Under Spain and Mexico
The first Europeans to use the pass were members of the Spanish Portolà expedition (1769–1770), the first European land entry and exploration of the present-day state of California. The expedition traversed the pass on January 15, 1770, heading east to a campground that later became part of Mission San Fernando Rey de España. After secularization of the mission in 1834, San Fernando Valley rancheros used the trail. A rough wagon road evolved.
Early statehood
American newspapers in California first referred to the pass as Simi Pass from 1857 when the Los Angeles Star wrote of the capture of the outlaw Juan Flores there. That name continued in use, declining from the late 1880s until 1911 in the Eagle Rock Sentinel. It began to be referred to as Santa Susana Pass in the Los Angeles Herald 18 September 1887, being used with increasing frequency thereafter.
In 1859, the California Legislature appropriated $15,000 (with additional funding provided by Los Angeles and Santa Barbara Counties) towards improving the old wagon road into a new stagecoach road, now known as the Old Santa Susana Stage Road. The precipitous portion of the route down from the summit on the San Fernando Valley side was called the Devil's Slide; horses were usually blindfolded and chains were used to augment brakes on the steep descent. Passengers debarked and walked.

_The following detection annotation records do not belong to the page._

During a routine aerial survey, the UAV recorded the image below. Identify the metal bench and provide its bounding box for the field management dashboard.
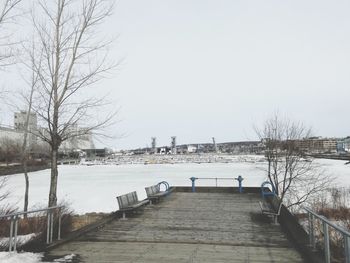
[259,200,282,224]
[117,191,149,219]
[145,181,174,204]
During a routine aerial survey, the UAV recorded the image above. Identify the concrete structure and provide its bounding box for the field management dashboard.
[60,125,95,152]
[295,137,338,153]
[48,188,309,263]
[0,111,95,152]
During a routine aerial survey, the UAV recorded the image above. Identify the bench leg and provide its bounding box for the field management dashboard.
[121,212,126,220]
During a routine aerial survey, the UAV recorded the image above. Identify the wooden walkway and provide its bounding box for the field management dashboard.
[45,192,303,263]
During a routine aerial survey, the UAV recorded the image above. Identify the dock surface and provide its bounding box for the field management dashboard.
[49,192,304,263]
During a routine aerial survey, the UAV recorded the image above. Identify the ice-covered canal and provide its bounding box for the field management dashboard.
[3,159,350,213]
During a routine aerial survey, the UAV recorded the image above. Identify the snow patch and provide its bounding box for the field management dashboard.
[0,233,38,250]
[54,254,75,262]
[0,252,43,263]
[0,252,75,263]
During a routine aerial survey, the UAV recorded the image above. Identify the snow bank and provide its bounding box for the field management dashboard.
[0,252,75,263]
[0,233,38,250]
[0,252,43,263]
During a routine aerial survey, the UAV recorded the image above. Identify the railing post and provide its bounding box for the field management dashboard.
[9,216,13,252]
[343,234,350,263]
[322,221,331,263]
[50,210,54,244]
[46,210,51,244]
[190,177,197,193]
[57,207,61,240]
[13,216,18,251]
[308,212,316,249]
[236,175,244,193]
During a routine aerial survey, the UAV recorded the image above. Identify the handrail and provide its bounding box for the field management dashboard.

The outbreak of the American Civil War in 1861 disrupted mail service along the Butterfield Overland Mail's southern stagecoach route from St. Louis, Missouri via El Paso, Fort Yuma and Los Angeles and on to San Francisco via the Tejon Pass, which had begun its run in 1858. To compensate, the government contracted the Butterfield Company to carry mail between Los Angeles and San Francisco via the new wagon road over the Santa Susana Pass. The first overland mail stage run through the pass took place on April 6, 1861. The main route climbs through what is now Santa Susana Pass State Historic Park, with a branch in L.A. City Park 'Chatsworth Park South.' It was an important artery linking the Los Angeles Basin and inland Ventura County, and was part of the main route for travel by stagecoach between Los Angeles and San Francisco from 1861 until the opening of rail traffic between the cities in 1876. The Old Santa Susana Stage Road is listed on the National Register of Historic Places. Part of the stage road is also a Historic-Cultural Monument of Ventura County and of the City of Los Angeles under the name 'Old Stagecoach Trail.'
Late 19th and 20th century
A new wagon route bypassing the deteriorating Devil's Slide was opened in 1895 to the north . Initially called El Camino Nuevo (the New Road), it was later named the Chatsworth Grade Road, which continued in use until Santa Susana Pass Road (now Old Santa Susana Pass Road) was built in 1917. This was the first automobile route between the San Fernando and Simi Valleys. It also was the main northbound 'coast road' to Santa Barbara and San Francisco, until the Conejo Grade in Ventura County between Conejo Valley and the Oxnard Plain on "Camino Real Viejo" (the Old Royal Road, now U.S. Route 101), was improved. In 1968 State Route 118, the "Simi Valley–San Fernando Valley Freeway" opened, north of the old auto road as the latest route across the Pass. In 1994 it was renamed the "Ronald Reagan Freeway".
The pass area became famous from being seen in many movies, primarily Westerns, filmed from the 1920s to the 1950s here at the Spahn, Iverson, Bell Moving Picture, and Corriganville Movie Ranches. The area became infamous in the late 1960s with the Manson Family headquartered at the Spahn Ranch, near the top of the stage road's Devil's Slide. To the south of the old stage road is Sage Ranch Park and the Santa Susana Field Laboratory. Immediately to the north of Route 118 at the pass top is Rocky Peak Park, a part of the Rim of the Valley Trail Corridor. The old wagon road and rocky hill environs are part of the Santa Susana Pass State Historic Park, for public exploration. The Southern Pacific Railroad began construction of three railroad tunnels through the pass in 1900 and opened the route in 1904. The railroad built the Santa Susana Depot in Rancho Simi on Los Angeles Avenue at Tapo Street in 1903.